Pada masa pemerintahan Sultan Murad IV (1623-1640 M), mulai mengadakan perbaikan-perbaikan, tetapi sebelum ia berhasil secara keseluruhan, masa pemerintahannya berakhir. Kemudian pemerintahan dipegang oleh Ibrahim (1640-1648 M), yang pada masanya orang-orang Venesia melakukan peperangan laut dan berhasil mengusir orang Turki Utsmani di Cyprus dan Creta pada tahun 1645 M. Pada tahun 1663 M pasukan Utsmani menderita kekalahan dalam penyerbuan ke Hungaria. Dan juga pada tahun 1676 M dalam pertempuran di Mohakes, Hungaria. Turki Utsmani dipaksa menandatangani perjanjian Karlowitz pada tahun 1699 M yang berisi pernyataan penyerahan seluruh wilayah Hungaria, sebagian besar Slovenia dan Croasia kepada Hapsburg. Dan penyerahan Hermeniet, Padalia, Ukraenia, More dan sebagian Dalmatia kepada penguasaVenesia.

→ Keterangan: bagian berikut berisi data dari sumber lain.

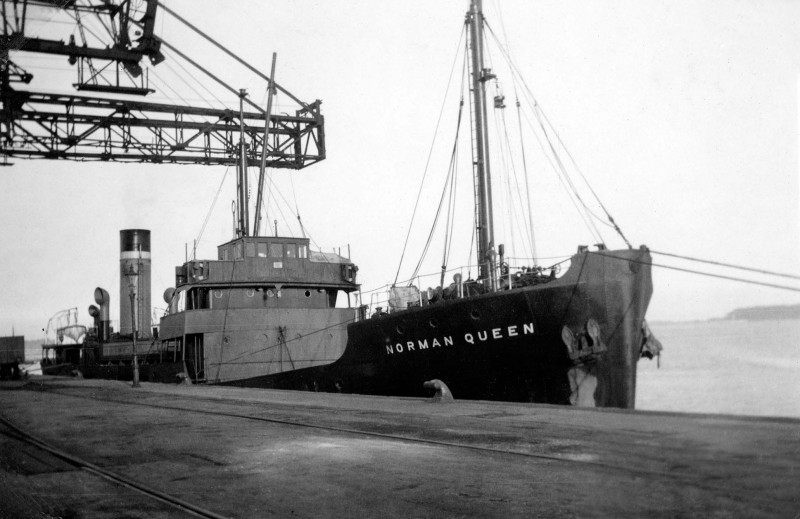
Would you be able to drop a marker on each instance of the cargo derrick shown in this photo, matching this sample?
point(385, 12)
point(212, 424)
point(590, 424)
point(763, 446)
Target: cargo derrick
point(116, 126)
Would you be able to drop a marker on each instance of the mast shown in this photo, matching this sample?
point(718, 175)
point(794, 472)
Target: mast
point(481, 167)
point(241, 184)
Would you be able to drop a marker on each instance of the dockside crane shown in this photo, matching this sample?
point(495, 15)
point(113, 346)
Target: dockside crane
point(109, 120)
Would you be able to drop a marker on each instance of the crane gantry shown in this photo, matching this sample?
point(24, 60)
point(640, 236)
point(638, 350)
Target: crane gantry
point(107, 118)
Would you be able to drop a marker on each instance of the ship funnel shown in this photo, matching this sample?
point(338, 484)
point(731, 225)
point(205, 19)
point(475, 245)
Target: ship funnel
point(104, 322)
point(134, 263)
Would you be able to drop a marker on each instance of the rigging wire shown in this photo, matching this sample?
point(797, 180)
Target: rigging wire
point(542, 117)
point(213, 204)
point(448, 182)
point(700, 272)
point(430, 153)
point(719, 263)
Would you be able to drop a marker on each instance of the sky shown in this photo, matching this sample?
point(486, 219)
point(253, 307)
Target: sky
point(682, 115)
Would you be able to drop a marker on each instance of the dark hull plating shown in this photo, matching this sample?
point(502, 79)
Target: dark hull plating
point(501, 346)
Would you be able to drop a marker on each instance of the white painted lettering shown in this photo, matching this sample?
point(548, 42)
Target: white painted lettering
point(528, 328)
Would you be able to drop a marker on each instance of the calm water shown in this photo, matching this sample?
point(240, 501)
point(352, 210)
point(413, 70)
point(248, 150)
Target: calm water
point(735, 367)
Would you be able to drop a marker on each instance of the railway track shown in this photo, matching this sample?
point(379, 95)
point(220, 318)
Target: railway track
point(10, 430)
point(284, 415)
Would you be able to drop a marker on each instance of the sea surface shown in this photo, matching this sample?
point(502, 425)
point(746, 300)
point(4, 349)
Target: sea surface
point(728, 367)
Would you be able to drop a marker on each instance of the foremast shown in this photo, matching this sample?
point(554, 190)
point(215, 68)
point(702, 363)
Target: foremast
point(481, 166)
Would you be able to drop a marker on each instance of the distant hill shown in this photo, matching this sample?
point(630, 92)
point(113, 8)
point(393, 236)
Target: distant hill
point(764, 313)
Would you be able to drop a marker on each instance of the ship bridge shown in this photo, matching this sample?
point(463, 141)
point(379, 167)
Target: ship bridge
point(281, 271)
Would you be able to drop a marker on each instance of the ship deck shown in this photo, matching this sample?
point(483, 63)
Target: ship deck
point(265, 453)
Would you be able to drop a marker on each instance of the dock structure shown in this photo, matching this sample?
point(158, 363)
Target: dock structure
point(262, 453)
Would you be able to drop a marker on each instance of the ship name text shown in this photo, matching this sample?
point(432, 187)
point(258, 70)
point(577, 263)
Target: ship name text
point(492, 334)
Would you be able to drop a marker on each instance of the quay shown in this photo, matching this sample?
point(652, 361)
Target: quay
point(265, 453)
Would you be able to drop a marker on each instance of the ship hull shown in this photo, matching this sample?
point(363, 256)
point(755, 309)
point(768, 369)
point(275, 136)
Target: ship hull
point(505, 345)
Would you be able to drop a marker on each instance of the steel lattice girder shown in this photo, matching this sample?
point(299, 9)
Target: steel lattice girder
point(54, 126)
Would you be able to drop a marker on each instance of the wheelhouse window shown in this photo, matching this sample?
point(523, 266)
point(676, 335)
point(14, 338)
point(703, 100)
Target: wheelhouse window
point(178, 303)
point(198, 299)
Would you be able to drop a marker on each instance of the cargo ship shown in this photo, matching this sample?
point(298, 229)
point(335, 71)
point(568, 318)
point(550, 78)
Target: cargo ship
point(269, 312)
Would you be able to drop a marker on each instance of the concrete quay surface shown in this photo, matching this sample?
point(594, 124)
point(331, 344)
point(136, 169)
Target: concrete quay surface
point(263, 453)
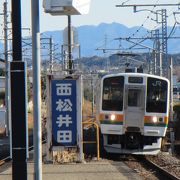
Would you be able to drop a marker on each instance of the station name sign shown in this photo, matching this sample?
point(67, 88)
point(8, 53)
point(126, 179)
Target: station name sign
point(64, 112)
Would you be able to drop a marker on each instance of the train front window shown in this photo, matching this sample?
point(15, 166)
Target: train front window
point(134, 97)
point(156, 95)
point(112, 98)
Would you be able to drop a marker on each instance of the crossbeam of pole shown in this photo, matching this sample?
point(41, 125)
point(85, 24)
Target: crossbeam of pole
point(146, 38)
point(145, 5)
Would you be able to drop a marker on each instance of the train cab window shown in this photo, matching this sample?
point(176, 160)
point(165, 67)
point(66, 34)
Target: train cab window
point(112, 98)
point(134, 97)
point(156, 95)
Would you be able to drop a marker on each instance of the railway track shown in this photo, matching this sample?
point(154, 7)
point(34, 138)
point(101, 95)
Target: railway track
point(150, 168)
point(161, 171)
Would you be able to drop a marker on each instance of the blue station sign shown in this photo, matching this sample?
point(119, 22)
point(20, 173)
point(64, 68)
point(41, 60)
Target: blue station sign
point(64, 113)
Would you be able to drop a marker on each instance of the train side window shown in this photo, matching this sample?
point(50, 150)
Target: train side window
point(156, 95)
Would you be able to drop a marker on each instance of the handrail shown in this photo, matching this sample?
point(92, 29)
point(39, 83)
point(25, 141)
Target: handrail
point(97, 137)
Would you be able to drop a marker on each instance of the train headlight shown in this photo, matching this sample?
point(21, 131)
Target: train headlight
point(112, 117)
point(155, 119)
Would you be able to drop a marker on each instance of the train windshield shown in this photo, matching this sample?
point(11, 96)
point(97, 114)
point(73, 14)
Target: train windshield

Pada tahun 1770 M pasukan Rusia mengalahkan armada Utsmani di sepanjang pantai Asia Kecil. Namun kemenangan ini dapat direbut kembali oleh Sultan Musthofa III (1757- 1774 M). Dan pada tahun 1774 M, penguasa Utsmani Abddul Hamid (1774-1789 M) terpaksa menandatangani kinerja dengan Catherine II dari Rusia yang berisi penyerahan benteng-benteng pertahanan di Laut Hitam kepada Rusia dan pengakuan kemerdekaan atas Crimea.
Pemerintahan Turki, masa pasca Sulaiman banyak terjadi kekacauan-kekacauan yang menyebabkan kemunduran dalam mempertahankan Turki Utsmani (kerajaan Utsmani). Hal ini dikarenakan benyaknya berganti pemimpin atau penguasa yang hanya meperebutkan jabatan tanpa memikirkan langkah-langkah selanjutnya yang lebih terarah pada tegaknya kerajaan Utsmani. Sifat dari pada para pemimpin juga mempengaruhi keadaan kerajaan Utsmani, seperti halnya sifat jelek yang dilakukan Sultan Murad III (1574-1595 M) yakni yang selalu menuruti hawa nafsunya sehingga kehidupan moral Sultan Murad yang jelek itu menyebabkan timbulnya kekacauan dalam negeri Utsmani itu sendiri.
Banyaknya kemunduran yang dirasakan selama kurang lebih dua abad ditinggal Sultan Sulaiman. Tidak ada tanda-tanda membaik sampai setengah pertama dari abad ke -19 M. Oleh karena itu, satu persatu negara-negara di Eropa yang pernah dikuasai kerajaan Utsmani ini memerdekakan diri. Bukan hanya negeri-negeri di Eropa yang memang sedang mengalami kemajuan memberonak terhadap kerajaan-kerajaan Utsmani, tetapi juga beberapa didaerah timur tengah mencoba bangkit memberontak. Dari sinilah dapat disimpulkan bahwa kemunduran Turki Utsmani pasca Sulaiman disebabkan karena banyaknya terjadi kekacauan-kekacauan yang menyebabkan kemunduran dalam kerajaan Utsmani.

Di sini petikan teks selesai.